From April 23-25, more than 1,000 delegates from 111 countries and seven international organizations were gathered in Moscow to exchange views on current military dangers and threats, including the improvement of the arms control system, and geopolitical situations in the Middle East, Asia, Africa and Latin America.
Both Amir Hatami and Sergey Shoygu were upbeat about the current state of Russo-Iranian defense relations, and the possibilities that lie ahead.
“Cooperation and interaction of the two countries played an important role within the framework of Astana Peace Talks in the fight against terrorism and restoration of peace and security in Syria,” the Russian defense minister said, according to TASS.
Upon arriving in Moscow last week, the Iranian defense minister warned about what Tehran perceives as risks that Donald Trump's policies pose to global security, saying "the world today is encountering numerous security issues, the most important of which may be Trumpism.”
He compared “Trumpism” with “Nazism,” saying that they include similar traits such as "selfishness, oppression and trampling on international laws and humane principles,” the Islamic Republic News Agency (IRNA) reported Hatami as saying.
His comments came the same day the Iranian parliament approved a bill that labels all United States military forces as terrorists, just a day after Washington put pressure on Tehran by announcing that no country that imports Iranian oil would be exempt from U.S. sanctions. In 2018, the Trump administration introduced sanctions against the country's banking and oil sectors after having pulled the U.S. out from the Joint Comprehensive Plan of Action, better known as the nuclear deal.

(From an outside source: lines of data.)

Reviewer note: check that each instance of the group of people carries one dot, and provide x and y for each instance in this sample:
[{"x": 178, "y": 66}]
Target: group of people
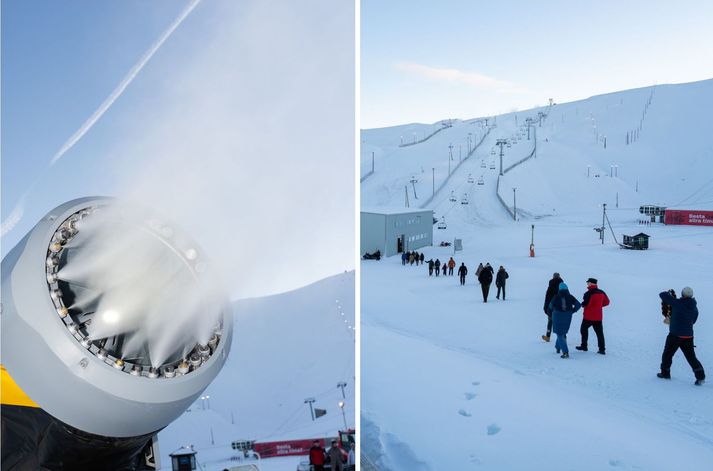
[
  {"x": 484, "y": 274},
  {"x": 436, "y": 267},
  {"x": 559, "y": 307},
  {"x": 339, "y": 459},
  {"x": 679, "y": 313},
  {"x": 411, "y": 257}
]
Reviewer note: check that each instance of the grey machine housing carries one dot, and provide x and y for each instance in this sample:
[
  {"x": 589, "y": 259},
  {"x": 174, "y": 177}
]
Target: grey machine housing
[{"x": 62, "y": 376}]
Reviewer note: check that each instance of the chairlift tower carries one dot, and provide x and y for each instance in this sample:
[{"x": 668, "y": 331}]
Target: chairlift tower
[
  {"x": 501, "y": 143},
  {"x": 529, "y": 124}
]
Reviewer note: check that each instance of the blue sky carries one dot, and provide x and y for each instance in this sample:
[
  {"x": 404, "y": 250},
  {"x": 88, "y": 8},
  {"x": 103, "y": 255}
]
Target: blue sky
[
  {"x": 232, "y": 128},
  {"x": 425, "y": 61}
]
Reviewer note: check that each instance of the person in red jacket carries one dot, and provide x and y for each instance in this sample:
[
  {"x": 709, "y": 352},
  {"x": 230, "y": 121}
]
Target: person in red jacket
[
  {"x": 593, "y": 302},
  {"x": 316, "y": 456}
]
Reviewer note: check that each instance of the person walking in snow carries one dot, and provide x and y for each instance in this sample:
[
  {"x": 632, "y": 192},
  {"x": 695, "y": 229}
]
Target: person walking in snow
[
  {"x": 479, "y": 269},
  {"x": 317, "y": 456},
  {"x": 552, "y": 289},
  {"x": 562, "y": 306},
  {"x": 462, "y": 271},
  {"x": 684, "y": 313},
  {"x": 485, "y": 278},
  {"x": 500, "y": 281},
  {"x": 593, "y": 302}
]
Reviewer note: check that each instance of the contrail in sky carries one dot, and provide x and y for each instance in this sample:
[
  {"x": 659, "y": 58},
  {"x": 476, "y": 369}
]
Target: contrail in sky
[
  {"x": 124, "y": 83},
  {"x": 16, "y": 215}
]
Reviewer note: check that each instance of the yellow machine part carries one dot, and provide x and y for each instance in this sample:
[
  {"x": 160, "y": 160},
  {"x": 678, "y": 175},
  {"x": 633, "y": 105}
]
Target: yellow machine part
[{"x": 10, "y": 392}]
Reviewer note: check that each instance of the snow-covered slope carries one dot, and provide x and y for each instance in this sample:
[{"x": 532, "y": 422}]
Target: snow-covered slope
[
  {"x": 494, "y": 395},
  {"x": 286, "y": 348},
  {"x": 668, "y": 162}
]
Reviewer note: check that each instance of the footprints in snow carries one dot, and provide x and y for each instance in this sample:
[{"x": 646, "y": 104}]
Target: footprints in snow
[
  {"x": 469, "y": 396},
  {"x": 492, "y": 429}
]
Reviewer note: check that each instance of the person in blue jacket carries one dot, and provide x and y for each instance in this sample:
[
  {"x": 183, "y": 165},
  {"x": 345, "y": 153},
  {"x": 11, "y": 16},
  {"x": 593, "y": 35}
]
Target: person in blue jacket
[
  {"x": 684, "y": 313},
  {"x": 562, "y": 306}
]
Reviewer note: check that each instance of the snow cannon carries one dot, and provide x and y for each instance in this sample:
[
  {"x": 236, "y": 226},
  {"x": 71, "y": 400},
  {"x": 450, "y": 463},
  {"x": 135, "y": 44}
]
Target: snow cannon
[{"x": 113, "y": 323}]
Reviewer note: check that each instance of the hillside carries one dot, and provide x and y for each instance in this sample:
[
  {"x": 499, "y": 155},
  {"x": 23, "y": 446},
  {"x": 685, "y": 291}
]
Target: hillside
[
  {"x": 286, "y": 348},
  {"x": 493, "y": 393}
]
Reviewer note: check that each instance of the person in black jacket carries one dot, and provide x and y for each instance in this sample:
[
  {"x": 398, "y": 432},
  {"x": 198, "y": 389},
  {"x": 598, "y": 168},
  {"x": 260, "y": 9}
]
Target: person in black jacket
[
  {"x": 500, "y": 281},
  {"x": 462, "y": 271},
  {"x": 684, "y": 313},
  {"x": 552, "y": 289},
  {"x": 486, "y": 278}
]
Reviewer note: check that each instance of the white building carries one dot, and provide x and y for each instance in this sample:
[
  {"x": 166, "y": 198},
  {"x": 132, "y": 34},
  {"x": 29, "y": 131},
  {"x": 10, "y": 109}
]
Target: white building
[{"x": 393, "y": 231}]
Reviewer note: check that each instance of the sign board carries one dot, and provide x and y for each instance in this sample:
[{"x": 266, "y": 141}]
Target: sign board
[
  {"x": 285, "y": 448},
  {"x": 688, "y": 217}
]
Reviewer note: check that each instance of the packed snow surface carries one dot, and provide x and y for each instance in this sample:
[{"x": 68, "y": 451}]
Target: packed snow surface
[
  {"x": 451, "y": 382},
  {"x": 286, "y": 348}
]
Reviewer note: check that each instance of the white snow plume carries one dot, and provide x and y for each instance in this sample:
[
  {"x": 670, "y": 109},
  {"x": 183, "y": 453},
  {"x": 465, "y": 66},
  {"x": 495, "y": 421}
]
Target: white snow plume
[
  {"x": 232, "y": 154},
  {"x": 150, "y": 283},
  {"x": 13, "y": 218},
  {"x": 124, "y": 83}
]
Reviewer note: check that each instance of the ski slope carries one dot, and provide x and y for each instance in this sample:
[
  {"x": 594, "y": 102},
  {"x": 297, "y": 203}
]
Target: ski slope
[
  {"x": 494, "y": 395},
  {"x": 286, "y": 348}
]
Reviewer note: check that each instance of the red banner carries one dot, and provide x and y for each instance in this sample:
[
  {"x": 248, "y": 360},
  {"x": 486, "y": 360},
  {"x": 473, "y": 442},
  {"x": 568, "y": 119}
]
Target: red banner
[
  {"x": 285, "y": 448},
  {"x": 688, "y": 217}
]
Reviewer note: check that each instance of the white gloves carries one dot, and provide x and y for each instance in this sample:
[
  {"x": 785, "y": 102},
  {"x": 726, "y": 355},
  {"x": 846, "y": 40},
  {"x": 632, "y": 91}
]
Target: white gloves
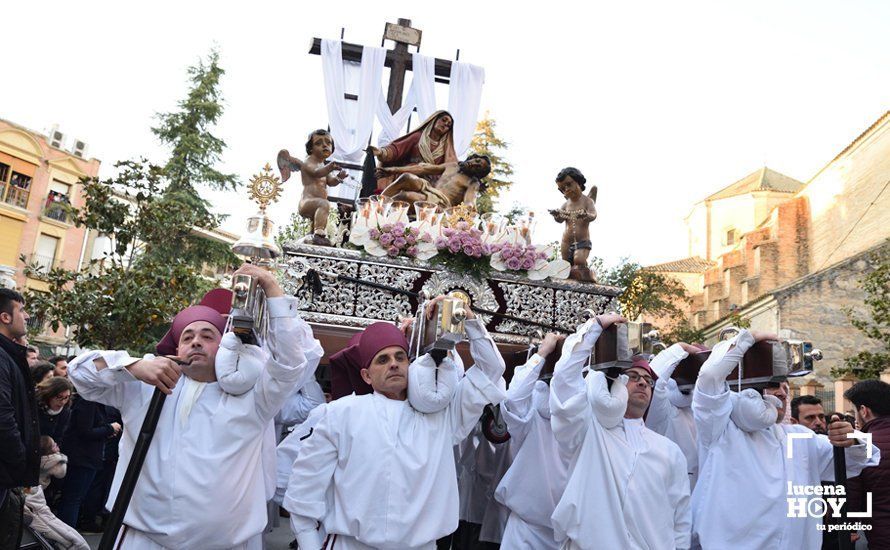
[
  {"x": 428, "y": 393},
  {"x": 609, "y": 406},
  {"x": 751, "y": 412},
  {"x": 238, "y": 366}
]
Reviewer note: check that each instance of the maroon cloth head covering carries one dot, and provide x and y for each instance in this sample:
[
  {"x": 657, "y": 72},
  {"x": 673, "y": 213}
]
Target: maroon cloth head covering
[
  {"x": 219, "y": 299},
  {"x": 640, "y": 362},
  {"x": 170, "y": 341},
  {"x": 346, "y": 364}
]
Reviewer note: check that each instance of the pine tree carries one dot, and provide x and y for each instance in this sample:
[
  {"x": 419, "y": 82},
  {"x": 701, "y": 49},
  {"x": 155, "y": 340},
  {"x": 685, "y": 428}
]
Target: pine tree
[
  {"x": 194, "y": 150},
  {"x": 154, "y": 216},
  {"x": 486, "y": 142}
]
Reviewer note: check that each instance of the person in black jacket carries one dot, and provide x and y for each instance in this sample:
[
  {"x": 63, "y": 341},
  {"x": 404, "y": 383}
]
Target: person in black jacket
[
  {"x": 19, "y": 430},
  {"x": 84, "y": 444}
]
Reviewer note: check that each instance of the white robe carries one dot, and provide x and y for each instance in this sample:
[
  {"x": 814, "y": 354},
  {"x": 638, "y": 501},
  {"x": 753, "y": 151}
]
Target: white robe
[
  {"x": 740, "y": 500},
  {"x": 536, "y": 480},
  {"x": 627, "y": 486},
  {"x": 378, "y": 471},
  {"x": 203, "y": 482},
  {"x": 670, "y": 412}
]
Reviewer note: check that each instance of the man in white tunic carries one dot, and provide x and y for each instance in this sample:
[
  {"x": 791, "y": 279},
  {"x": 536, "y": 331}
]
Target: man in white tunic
[
  {"x": 627, "y": 486},
  {"x": 376, "y": 472},
  {"x": 202, "y": 483},
  {"x": 741, "y": 498},
  {"x": 536, "y": 479},
  {"x": 670, "y": 413}
]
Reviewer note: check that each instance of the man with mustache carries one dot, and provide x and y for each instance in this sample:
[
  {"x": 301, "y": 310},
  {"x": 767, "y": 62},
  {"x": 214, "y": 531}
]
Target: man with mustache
[
  {"x": 202, "y": 484},
  {"x": 807, "y": 411},
  {"x": 375, "y": 471},
  {"x": 627, "y": 485}
]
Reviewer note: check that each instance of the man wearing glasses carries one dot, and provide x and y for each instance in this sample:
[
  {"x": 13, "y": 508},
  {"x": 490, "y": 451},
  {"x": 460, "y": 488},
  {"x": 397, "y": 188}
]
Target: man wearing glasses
[{"x": 627, "y": 486}]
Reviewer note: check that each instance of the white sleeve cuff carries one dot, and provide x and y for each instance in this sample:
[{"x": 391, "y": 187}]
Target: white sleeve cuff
[
  {"x": 486, "y": 387},
  {"x": 117, "y": 363},
  {"x": 475, "y": 329},
  {"x": 282, "y": 306}
]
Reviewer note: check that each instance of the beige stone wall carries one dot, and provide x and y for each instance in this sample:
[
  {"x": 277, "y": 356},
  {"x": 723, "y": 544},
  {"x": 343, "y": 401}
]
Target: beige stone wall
[
  {"x": 697, "y": 230},
  {"x": 839, "y": 195}
]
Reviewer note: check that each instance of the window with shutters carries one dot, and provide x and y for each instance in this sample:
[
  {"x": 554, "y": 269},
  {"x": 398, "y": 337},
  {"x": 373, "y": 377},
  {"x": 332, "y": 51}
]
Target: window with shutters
[
  {"x": 14, "y": 187},
  {"x": 57, "y": 201}
]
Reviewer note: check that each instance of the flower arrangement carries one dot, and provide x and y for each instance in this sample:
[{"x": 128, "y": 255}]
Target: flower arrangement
[
  {"x": 457, "y": 241},
  {"x": 461, "y": 247},
  {"x": 520, "y": 256},
  {"x": 398, "y": 239}
]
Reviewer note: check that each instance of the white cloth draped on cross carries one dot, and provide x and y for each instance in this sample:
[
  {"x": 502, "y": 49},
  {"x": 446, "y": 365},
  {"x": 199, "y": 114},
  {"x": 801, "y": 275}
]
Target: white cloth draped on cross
[{"x": 352, "y": 128}]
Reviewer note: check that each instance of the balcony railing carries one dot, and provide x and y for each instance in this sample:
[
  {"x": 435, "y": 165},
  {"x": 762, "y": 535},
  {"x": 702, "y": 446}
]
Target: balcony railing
[
  {"x": 56, "y": 208},
  {"x": 13, "y": 195}
]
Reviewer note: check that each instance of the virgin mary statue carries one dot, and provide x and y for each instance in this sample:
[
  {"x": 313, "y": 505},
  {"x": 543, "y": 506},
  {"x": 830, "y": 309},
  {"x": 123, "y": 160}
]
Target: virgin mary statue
[{"x": 430, "y": 143}]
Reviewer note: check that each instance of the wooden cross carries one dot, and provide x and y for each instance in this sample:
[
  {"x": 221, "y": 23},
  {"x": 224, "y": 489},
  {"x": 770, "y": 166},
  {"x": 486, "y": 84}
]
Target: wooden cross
[{"x": 398, "y": 59}]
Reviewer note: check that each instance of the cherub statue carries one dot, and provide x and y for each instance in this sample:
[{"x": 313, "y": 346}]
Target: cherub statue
[
  {"x": 317, "y": 177},
  {"x": 456, "y": 183},
  {"x": 577, "y": 213}
]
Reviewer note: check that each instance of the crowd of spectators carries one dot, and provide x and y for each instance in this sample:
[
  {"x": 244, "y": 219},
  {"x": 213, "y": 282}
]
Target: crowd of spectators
[{"x": 58, "y": 451}]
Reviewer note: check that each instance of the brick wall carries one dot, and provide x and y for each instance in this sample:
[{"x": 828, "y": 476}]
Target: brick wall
[
  {"x": 814, "y": 310},
  {"x": 849, "y": 200}
]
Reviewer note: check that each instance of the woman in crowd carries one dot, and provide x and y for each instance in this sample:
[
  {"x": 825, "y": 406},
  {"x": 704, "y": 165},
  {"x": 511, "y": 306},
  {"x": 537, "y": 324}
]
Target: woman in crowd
[
  {"x": 84, "y": 443},
  {"x": 53, "y": 401},
  {"x": 41, "y": 372}
]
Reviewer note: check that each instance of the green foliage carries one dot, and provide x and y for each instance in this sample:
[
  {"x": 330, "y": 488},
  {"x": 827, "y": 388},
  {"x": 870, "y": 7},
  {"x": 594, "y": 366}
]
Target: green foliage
[
  {"x": 193, "y": 149},
  {"x": 645, "y": 292},
  {"x": 486, "y": 142},
  {"x": 875, "y": 325},
  {"x": 157, "y": 224},
  {"x": 110, "y": 306},
  {"x": 479, "y": 268}
]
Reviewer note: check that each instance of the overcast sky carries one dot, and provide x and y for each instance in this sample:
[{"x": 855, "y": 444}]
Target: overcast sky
[{"x": 658, "y": 103}]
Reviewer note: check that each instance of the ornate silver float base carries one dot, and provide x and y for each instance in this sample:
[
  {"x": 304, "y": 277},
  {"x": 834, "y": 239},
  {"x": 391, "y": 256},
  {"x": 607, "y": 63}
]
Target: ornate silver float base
[{"x": 560, "y": 303}]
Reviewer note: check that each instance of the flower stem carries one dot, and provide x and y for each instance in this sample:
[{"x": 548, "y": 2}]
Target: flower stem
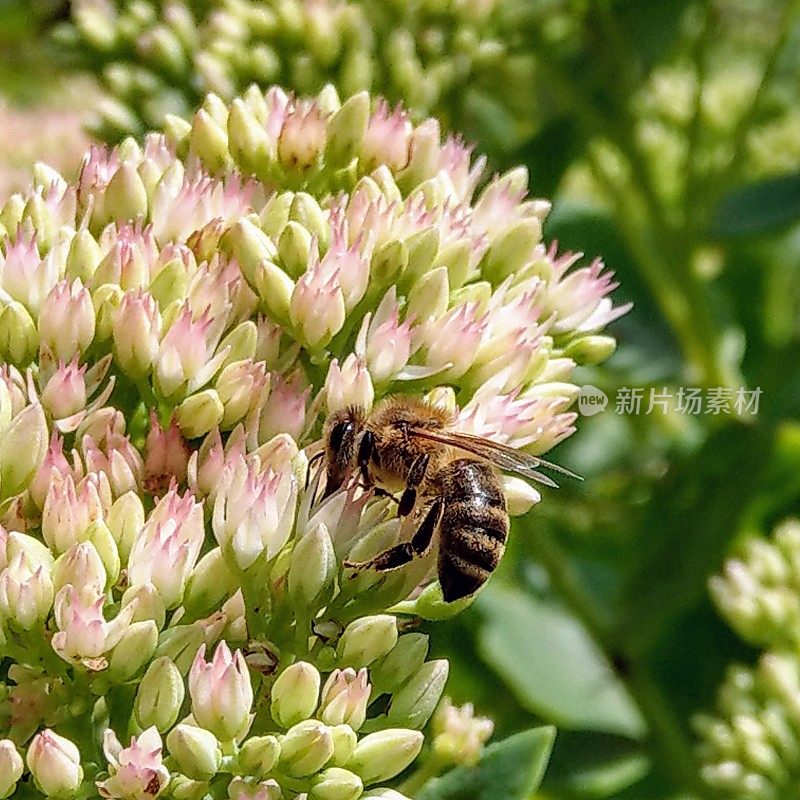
[{"x": 668, "y": 736}]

In Syria, both Russia and Iran are interested in stopping U.S. influence. The level of cooperation between Tehran and Moscow there has become a symbol aligning geopolitics. Although both have supported the Syrian President Bashar al-Assad, tensions have been rising in government-controlled territories over administrative issues as forces compete for influence.
Iran’s influence, especially, has been growing in Syria. On April 14, Iranian officials announced the resumption of a plan for a railway line from Tehran through neighboring Iraq to Damascus. The Syrian government also announced earlier this month intentions to lease the port of Latakia to Iran from October, in response to an official request. In January the two countries signed a deal to ease bank transfers to make finance for investment available faster.
However, some speculate that Russia holds significant sway over Damascus, as many proposed agreements with Iran have not actually been implemented.
Last year, Russia signed a deal with Syria that granted it exclusive rights to produce oil and gas in Syria. Although the damage to the country’s petroleum infrastructure is significant, Russia has committed to rebuild power plants, pump gas and construct mills over the next 25 years.